[Bug] Unicode text shaping capability breaks when paragraph starts with English text

UserIsAmitHasan commented 2 years ago

Describe the bug Unicode text shaping capability breaks when paragraph starts with English but does not when English text is in the middle of paragraph.

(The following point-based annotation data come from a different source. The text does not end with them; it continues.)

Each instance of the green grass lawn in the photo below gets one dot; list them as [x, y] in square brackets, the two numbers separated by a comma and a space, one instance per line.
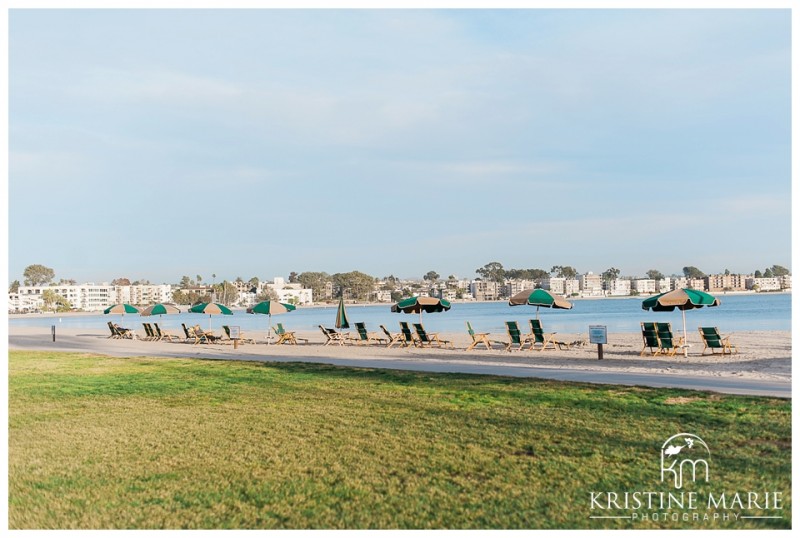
[143, 443]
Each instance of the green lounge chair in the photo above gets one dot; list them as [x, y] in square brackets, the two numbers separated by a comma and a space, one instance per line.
[242, 338]
[480, 338]
[193, 336]
[515, 337]
[164, 334]
[429, 340]
[332, 336]
[713, 340]
[114, 331]
[396, 338]
[286, 337]
[408, 336]
[667, 343]
[543, 339]
[121, 332]
[649, 338]
[366, 337]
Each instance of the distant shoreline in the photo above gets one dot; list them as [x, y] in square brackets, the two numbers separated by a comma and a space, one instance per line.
[333, 305]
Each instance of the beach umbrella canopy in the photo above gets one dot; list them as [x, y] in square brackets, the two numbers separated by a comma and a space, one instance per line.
[159, 309]
[122, 308]
[683, 299]
[537, 298]
[269, 308]
[211, 309]
[341, 316]
[412, 305]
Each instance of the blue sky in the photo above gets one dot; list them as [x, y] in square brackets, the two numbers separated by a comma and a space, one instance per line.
[151, 144]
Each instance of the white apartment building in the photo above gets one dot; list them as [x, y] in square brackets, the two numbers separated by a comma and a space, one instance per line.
[18, 303]
[514, 287]
[618, 287]
[147, 294]
[591, 285]
[764, 284]
[290, 292]
[484, 291]
[96, 297]
[383, 296]
[87, 297]
[690, 283]
[562, 286]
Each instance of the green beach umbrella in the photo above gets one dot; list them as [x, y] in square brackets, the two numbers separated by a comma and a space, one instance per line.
[341, 316]
[412, 305]
[122, 309]
[537, 298]
[159, 309]
[269, 308]
[683, 299]
[211, 309]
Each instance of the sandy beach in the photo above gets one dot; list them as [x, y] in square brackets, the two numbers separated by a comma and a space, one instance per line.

To Reproduce .Text("English text at the start of a paragraph breaks the Unicode text shaping capability. বিপদ আরও বাড়াচ্ছে টানা বৃষ্টি। গতকাল শনিবারও অবিরাম বৃষ্টি আর পাহাড়ি ঢল অব্যাহত ছিল। প্রায় সব ধরনের যোগাযোগ বিচ্ছিন্ন হয়ে পড়া সিলেট ও সুনামগঞ্জের বন্যা পরিস্থিতি সামাল দিতে হিমশিম খাচ্ছে স্থানীয় প্রশাসন।");

.Text("বিপদ আরও বাড়াচ্ছে টানা বৃষ্টি। English text in the middle does not break the Unicode text shaping capability. গতকাল শনিবারও অবিরাম বৃষ্টি আর পাহাড়ি ঢল অব্যাহত ছিল। প্রায় সব ধরনের যোগাযোগ বিচ্ছিন্ন হয়ে পড়া সিলেট ও সুনামগঞ্জের বন্যা পরিস্থিতি সামাল দিতে হিমশিম খাচ্ছে স্থানীয় প্রশাসন।");

Expected behavior Screenshot shows correct behaviour.

Screenshots

Additional context Language I am testing with is Bengali. Font Used: Kalpurush

MarcinZiabek commented 2 years ago

Thank you for investigating this case! I am not an expert in this domain. I have tried to analyse your example as much as I could. I don't see any problems there. Would you like to double check and elaborate more about the current output and what is expected?

The text shaping capability is performed mostly by the HarfBuzz library so I have high confidence that the result should be correct. 😁

khaledhosny commented 2 years ago

The text needs to itemized before passing to HarfBuzz into runs with the same direction, script, and language. It seems that the whole text is passed to HarfBuzz as one item and the first script in the text is used (perhaps by using hb_buffer_guess_segment_properties()).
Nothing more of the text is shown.